Poison Killed The Cat
Poison no.24 he read. The vial only sat on the second shelf. Hundreds of small crystal vials filled with different coloured liquids were meticulously arranged in the towering cupboard. Each one had a neat label either numbering them or naming the known ones; cyanide, hemlock, belladonna, and less known ones; strychnine, curare. The cupboard was ostentatiously labelled ‘POISON’. He had been looking for the bathroom when he had glanced at the cupboard through an ajar door. How could he not be interested in such a beautiful dangling carrot. He didn’t care that any normal person would have run. Run and left this house. But instead, he had slipped into the room and cautiously opened the door to the cupboard.
Now as he stood their beholding the terrifying (but impressive) sight. He didn’t know what to do. He couldn’t reasonably return to dinner with an obvious psycho, but he doubted he had it in him to confront the host. He could possibly call the police. But was it safe to do so inside the house?
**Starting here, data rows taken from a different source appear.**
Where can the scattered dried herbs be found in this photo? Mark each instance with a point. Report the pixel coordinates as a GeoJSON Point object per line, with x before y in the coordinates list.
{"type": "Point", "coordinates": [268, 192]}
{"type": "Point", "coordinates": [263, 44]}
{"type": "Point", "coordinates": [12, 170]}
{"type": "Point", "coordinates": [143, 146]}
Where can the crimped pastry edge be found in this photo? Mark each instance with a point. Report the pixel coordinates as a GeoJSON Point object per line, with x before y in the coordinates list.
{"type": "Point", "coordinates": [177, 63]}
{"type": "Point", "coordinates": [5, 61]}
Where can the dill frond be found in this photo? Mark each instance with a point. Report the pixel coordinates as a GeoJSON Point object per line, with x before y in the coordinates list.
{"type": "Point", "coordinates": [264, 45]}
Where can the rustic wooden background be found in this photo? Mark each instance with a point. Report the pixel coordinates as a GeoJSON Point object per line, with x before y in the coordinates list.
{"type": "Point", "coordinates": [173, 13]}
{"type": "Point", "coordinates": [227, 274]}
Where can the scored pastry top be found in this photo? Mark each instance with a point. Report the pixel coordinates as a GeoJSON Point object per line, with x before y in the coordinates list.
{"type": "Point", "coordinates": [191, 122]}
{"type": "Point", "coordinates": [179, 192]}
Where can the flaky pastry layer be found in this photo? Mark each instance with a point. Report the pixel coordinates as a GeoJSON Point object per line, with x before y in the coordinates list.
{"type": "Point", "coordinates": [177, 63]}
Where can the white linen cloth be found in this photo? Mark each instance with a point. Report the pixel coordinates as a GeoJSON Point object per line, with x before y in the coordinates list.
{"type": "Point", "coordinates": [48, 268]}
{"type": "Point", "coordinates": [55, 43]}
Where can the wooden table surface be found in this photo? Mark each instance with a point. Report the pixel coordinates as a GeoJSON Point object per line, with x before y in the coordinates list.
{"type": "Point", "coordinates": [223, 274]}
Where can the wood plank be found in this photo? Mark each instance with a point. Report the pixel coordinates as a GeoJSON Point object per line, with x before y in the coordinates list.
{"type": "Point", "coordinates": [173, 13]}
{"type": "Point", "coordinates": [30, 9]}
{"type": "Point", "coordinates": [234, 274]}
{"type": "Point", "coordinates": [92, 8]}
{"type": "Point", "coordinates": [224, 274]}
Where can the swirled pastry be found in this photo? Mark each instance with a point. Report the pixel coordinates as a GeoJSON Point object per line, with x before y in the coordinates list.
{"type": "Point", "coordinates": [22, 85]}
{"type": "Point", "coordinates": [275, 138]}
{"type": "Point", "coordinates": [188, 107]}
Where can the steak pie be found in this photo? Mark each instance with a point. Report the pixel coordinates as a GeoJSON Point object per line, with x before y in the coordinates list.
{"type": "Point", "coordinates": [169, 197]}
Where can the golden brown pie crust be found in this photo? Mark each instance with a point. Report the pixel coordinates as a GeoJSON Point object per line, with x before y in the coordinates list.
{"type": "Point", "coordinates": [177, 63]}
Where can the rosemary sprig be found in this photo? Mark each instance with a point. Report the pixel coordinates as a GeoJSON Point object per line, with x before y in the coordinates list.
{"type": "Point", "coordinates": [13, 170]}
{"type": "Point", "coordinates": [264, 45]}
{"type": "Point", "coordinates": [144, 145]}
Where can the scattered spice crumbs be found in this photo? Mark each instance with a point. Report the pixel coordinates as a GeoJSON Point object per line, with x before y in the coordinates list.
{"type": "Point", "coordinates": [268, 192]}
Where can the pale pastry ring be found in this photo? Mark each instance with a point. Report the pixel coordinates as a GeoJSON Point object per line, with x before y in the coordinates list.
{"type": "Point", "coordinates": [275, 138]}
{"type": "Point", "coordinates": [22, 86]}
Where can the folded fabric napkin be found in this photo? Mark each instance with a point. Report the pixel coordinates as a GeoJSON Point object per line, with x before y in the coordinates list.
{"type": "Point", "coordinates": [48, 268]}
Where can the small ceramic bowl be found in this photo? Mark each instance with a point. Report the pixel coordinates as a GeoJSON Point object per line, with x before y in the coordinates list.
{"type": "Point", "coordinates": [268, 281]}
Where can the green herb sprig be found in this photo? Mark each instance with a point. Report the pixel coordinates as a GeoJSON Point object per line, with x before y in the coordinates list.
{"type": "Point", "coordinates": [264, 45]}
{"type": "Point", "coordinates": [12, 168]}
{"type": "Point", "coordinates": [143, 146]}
Maybe he should just backtrack to the common sense he had ignored earlier. The instinct that when you see something so obviously dangerous that you should run. Activate the flight response. He didn’t even have a fight response he was just curious. He was a cat, and he was about to be killed.
But yes, he would sneak out. It was the best option. As slowly as he could he closed the cupboard door, keeping an ear out in case he heard any footsteps.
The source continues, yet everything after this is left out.